What's impressive is how he progressed as a player during his time with the Trio. On the first album, he really didn't know what he was doing. He did this bump-titty thing with the 5th string, brush, 5th string. That is extremely limited and unorthodox.
By the time he left in '61, however, he was a very good player for both frailing and non-Scruggs three-finger picking. (Check out Buddy Better Get on Down the Line, With Your My Johnny, and You're Gonna Miss Me). Over on the Banjo Hangout, those guys know their stuff and can be very critical. Nevertheless, they have a great deal of respect for Dave's playing and, as I said, that's a tough audience.
The odd thing is that after the Whiskeyhill Singers disbanded in '62, Dave seems to have abandoned the banjo. There are no recordings/videos etc. of him and the banjo (except for the Reunion Concert where, for some reason, he played a Gibson, not his Vega longneck). I wonder why he gave it up?

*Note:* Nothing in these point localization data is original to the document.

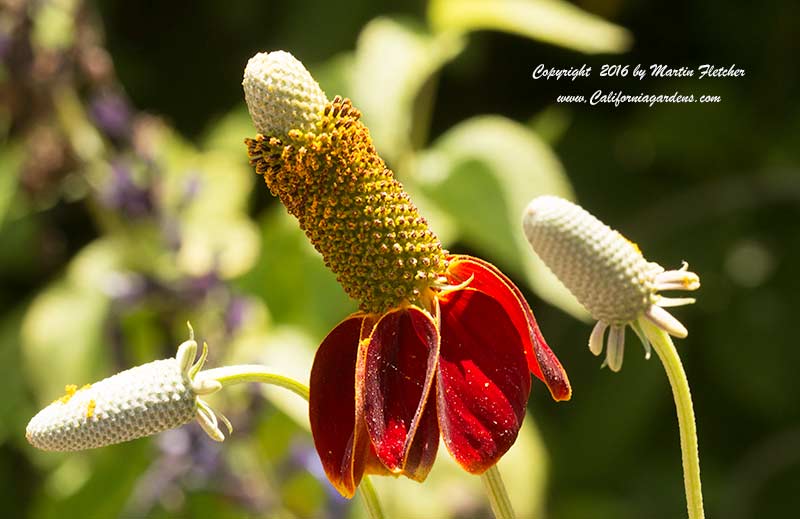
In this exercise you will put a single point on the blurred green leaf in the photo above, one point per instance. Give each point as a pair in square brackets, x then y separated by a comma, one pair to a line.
[484, 172]
[15, 407]
[63, 330]
[552, 21]
[393, 61]
[54, 24]
[292, 279]
[97, 483]
[209, 191]
[10, 160]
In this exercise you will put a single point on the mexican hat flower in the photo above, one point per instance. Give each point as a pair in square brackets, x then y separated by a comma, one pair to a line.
[607, 273]
[443, 344]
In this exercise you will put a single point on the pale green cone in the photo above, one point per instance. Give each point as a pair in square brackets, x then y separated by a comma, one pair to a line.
[138, 402]
[281, 95]
[605, 272]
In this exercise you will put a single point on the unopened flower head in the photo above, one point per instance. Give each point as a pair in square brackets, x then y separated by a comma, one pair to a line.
[318, 158]
[606, 273]
[137, 402]
[281, 95]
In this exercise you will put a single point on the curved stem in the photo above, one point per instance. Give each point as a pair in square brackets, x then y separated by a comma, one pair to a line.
[666, 351]
[243, 373]
[498, 497]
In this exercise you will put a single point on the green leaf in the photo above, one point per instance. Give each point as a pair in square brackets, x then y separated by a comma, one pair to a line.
[15, 407]
[484, 172]
[10, 161]
[292, 279]
[552, 21]
[62, 331]
[393, 61]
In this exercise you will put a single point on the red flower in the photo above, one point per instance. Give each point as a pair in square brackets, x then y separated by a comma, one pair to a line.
[384, 386]
[442, 344]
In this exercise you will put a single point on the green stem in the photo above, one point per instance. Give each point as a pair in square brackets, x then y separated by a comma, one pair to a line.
[666, 351]
[370, 498]
[498, 497]
[243, 373]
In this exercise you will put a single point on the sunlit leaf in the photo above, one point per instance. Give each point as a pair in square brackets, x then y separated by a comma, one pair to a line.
[552, 21]
[484, 172]
[393, 61]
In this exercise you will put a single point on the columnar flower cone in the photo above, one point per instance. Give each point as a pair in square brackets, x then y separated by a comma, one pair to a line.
[138, 402]
[442, 344]
[606, 273]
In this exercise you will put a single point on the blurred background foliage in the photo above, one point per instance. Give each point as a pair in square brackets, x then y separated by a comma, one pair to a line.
[127, 207]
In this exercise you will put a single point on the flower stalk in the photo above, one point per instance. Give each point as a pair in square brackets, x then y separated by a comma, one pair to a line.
[498, 496]
[610, 277]
[665, 349]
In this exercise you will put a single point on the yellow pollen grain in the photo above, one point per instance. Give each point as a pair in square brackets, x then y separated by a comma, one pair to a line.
[634, 245]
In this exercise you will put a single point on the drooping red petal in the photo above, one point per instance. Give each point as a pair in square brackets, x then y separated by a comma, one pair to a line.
[422, 452]
[483, 383]
[337, 423]
[488, 279]
[400, 366]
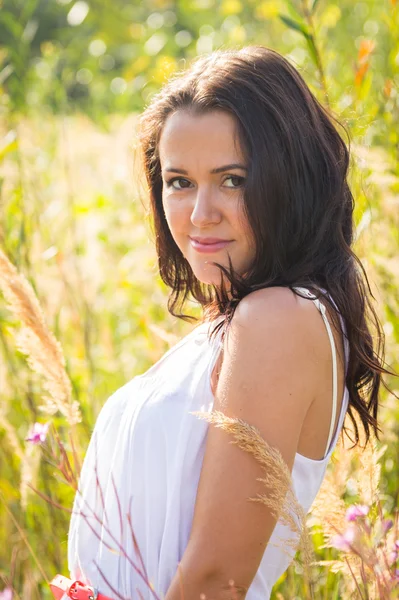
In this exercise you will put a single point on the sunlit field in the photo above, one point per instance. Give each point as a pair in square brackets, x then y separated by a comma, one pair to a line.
[75, 223]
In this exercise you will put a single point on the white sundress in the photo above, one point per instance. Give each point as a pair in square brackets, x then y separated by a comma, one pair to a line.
[149, 448]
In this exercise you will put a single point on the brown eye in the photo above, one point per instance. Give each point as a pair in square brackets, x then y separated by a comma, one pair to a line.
[237, 181]
[171, 181]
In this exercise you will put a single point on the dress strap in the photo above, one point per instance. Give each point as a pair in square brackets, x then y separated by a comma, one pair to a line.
[322, 310]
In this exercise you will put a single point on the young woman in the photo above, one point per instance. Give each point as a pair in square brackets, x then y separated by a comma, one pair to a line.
[254, 219]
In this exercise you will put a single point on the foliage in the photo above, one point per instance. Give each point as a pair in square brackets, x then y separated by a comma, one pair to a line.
[73, 76]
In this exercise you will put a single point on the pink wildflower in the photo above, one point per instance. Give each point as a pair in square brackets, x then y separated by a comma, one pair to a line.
[356, 511]
[37, 433]
[394, 555]
[344, 541]
[6, 594]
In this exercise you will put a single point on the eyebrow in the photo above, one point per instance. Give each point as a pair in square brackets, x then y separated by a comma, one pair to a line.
[213, 171]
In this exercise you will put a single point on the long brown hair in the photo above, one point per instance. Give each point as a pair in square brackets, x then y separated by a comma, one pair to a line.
[296, 199]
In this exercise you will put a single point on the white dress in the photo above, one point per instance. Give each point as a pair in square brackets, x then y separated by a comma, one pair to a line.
[147, 450]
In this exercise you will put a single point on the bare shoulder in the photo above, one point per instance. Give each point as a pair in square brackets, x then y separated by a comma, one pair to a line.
[279, 323]
[266, 380]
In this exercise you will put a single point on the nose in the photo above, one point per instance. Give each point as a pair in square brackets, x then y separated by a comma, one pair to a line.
[206, 210]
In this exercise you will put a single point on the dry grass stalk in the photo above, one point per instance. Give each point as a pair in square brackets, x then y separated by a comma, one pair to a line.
[11, 434]
[34, 339]
[281, 499]
[29, 471]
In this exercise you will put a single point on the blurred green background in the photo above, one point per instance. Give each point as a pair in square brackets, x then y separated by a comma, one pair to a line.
[74, 75]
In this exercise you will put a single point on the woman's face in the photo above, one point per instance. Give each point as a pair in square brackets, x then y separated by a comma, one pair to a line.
[203, 176]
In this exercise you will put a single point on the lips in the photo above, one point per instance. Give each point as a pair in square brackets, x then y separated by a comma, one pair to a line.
[209, 240]
[208, 248]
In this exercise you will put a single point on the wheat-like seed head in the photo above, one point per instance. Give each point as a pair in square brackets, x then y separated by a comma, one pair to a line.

The frailing thing is interesting. He frailed with the Cumberland Three but not with the Trio. Could it be that he wanted to avoid sounding like a guy trying to sound like Dave? His post-Trio frailing, much later in his solo career, is really nice. It sounds as if he was playing in some odd tunings.
Unlike Dave or John, he is a real bluegrass player and that has helped give the Trio some real drive on the up-tempo numbers. He can play the fancy stuff, as shown by his work on Rolling River, but on the established Trio numbers, he tones it down so that the banjo fits in the same way as it did with Dave or John.
I love the story about George tearing his hair out trying to figure out the banjo part for Desert Pete only to find out later that Glen Campbell had played it on a six-string banjo in open D.